Many alarms were set to ensure we’d make it to our flight on time. Fortunately, the inevitable cacophony never occurred. Instead we awoke… to cackling. Mother Jones had already awoken of her own accord and found herself laughing in the dark room full of sleeping people. She proceeded to tell a story.
She was tasked with dog sitting and faithfully fulling her duties. She was greeted by MANY dogs upon her arrival. Her instructions were specific – she was to retrieve a particular dog and walk it. However, she did not have a leash. Conveniently, her fully grown, adult brother happened to be there. Wearing a collar and leash. He kindly loaned it to Cheri when she asked for it, though she wouldn’t take it until he agreed to “stay“.

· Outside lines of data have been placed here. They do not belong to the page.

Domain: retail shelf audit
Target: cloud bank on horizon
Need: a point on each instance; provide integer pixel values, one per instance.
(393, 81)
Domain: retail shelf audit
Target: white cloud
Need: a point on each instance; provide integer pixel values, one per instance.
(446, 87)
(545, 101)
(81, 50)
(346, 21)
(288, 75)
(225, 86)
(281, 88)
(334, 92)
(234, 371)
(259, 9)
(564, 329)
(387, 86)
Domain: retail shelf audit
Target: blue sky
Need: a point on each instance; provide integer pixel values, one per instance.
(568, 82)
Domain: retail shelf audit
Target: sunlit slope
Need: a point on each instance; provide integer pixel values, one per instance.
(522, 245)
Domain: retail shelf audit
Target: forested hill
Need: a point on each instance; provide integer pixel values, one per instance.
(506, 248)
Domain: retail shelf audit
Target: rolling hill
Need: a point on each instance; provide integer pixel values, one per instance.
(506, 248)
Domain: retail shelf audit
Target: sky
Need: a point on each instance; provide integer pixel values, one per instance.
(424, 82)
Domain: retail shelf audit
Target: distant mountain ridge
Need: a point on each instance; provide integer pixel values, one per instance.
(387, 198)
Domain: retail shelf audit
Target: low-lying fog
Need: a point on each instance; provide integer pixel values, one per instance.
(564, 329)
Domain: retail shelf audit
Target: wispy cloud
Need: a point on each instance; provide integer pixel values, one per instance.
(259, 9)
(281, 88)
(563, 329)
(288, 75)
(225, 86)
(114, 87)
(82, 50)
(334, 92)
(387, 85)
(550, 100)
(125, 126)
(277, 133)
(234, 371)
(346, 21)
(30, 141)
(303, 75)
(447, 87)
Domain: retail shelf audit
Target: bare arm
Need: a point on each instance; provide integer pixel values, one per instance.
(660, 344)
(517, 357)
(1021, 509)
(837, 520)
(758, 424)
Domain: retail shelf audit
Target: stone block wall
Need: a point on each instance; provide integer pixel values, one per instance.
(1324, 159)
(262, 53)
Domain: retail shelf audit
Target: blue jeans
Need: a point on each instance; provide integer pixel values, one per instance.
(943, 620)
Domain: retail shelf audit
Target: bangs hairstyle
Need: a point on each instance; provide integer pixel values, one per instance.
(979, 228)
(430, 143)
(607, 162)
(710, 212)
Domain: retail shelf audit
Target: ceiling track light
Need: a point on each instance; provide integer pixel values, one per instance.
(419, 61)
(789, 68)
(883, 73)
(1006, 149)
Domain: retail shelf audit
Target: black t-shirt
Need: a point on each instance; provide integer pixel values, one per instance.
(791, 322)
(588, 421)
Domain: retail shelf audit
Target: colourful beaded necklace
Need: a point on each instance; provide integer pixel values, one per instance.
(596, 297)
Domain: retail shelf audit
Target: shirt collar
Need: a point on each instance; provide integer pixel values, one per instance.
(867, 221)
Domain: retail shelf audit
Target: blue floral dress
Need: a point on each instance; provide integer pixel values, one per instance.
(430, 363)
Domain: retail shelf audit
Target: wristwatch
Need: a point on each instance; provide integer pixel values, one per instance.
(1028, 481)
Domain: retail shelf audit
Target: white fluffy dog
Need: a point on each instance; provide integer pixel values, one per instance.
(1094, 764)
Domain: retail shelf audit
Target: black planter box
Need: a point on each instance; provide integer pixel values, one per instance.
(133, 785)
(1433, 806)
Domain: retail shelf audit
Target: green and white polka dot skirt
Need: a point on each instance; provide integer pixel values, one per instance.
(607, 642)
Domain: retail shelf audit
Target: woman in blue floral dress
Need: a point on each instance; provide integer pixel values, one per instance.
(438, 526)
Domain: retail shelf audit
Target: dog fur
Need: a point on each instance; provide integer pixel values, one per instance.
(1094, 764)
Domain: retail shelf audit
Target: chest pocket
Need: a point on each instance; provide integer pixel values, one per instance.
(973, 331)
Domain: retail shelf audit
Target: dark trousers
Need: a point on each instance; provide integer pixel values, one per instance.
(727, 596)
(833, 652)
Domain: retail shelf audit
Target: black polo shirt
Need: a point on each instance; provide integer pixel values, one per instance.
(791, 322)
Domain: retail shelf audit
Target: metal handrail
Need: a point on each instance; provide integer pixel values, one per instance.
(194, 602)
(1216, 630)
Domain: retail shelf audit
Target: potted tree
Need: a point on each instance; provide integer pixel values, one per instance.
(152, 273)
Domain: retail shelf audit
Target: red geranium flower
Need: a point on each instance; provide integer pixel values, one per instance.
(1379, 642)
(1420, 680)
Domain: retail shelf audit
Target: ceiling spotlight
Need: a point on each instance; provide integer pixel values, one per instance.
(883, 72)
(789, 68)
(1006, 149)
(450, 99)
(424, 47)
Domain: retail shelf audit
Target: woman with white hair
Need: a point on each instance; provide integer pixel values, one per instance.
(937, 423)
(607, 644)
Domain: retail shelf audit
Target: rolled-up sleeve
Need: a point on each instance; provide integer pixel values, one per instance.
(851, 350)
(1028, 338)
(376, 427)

That’s when I learned it was a dream.
Did I mention Walter Jones doesn’t like mornings?
Assured of the sanity of the group that I was about to leave the country with, the next few hours passed uneventfully. We boarded the plane and found our seats towards the back of the plane. As soon as we sat down, Walter explained his selection of seats. Convenient access to the bathroom was paramount. Shortly thereafter, the snap of the lavatory door announced the arrival of the smell of poop, poorly masked by fragrant spray.
“Turn the air up.” -Cheri
Once we were in the air, there was no doubt in my mind that Laurel was in complete denial about her fear of flying. After I regained feeling in my hand, she admitted that there were parts that she wasn’t fond of. In particular, all of the parts that involved taking off and landing. And going through clouds.
“Hate. Clouds.” -Laurel
We learned of a new rule for international flights. Passengers are not allowed to line up to use the lavatory. This constitutes “congregation,” which is expressly forbidden and punishable by air marshal.
After this rule was announced, Laurel turned to me and said, “Isn’t it interesting that they don’t want you talking to each other about going to the bathroom?” Confused, I ask her to clarify. She responds, “You know. No…” she squints her eyes and rubs her hands together, “…congregating.”
“You mean conspiring?”
We land, get a ride to the hotel, and get in line to check in. It seemed like most of the people on our flight were heading for the same hotel we were. To ease the wait, the hotel had provided complimentary drinks to those standing in line. The drinks were all Bahama Mamas, and they were distributed by a guy who seemed incapable of saying anything but “Bahama Mama.”
“Can I have one?” “Bahama Mama.”
“Thank you.” “Bahama Mama.”
When nobody was standing near him, he would raise his voice and announce the wisdom of his choice beverage to the entire lobby.
We eventually learned that he does, in fact, speak fluent English.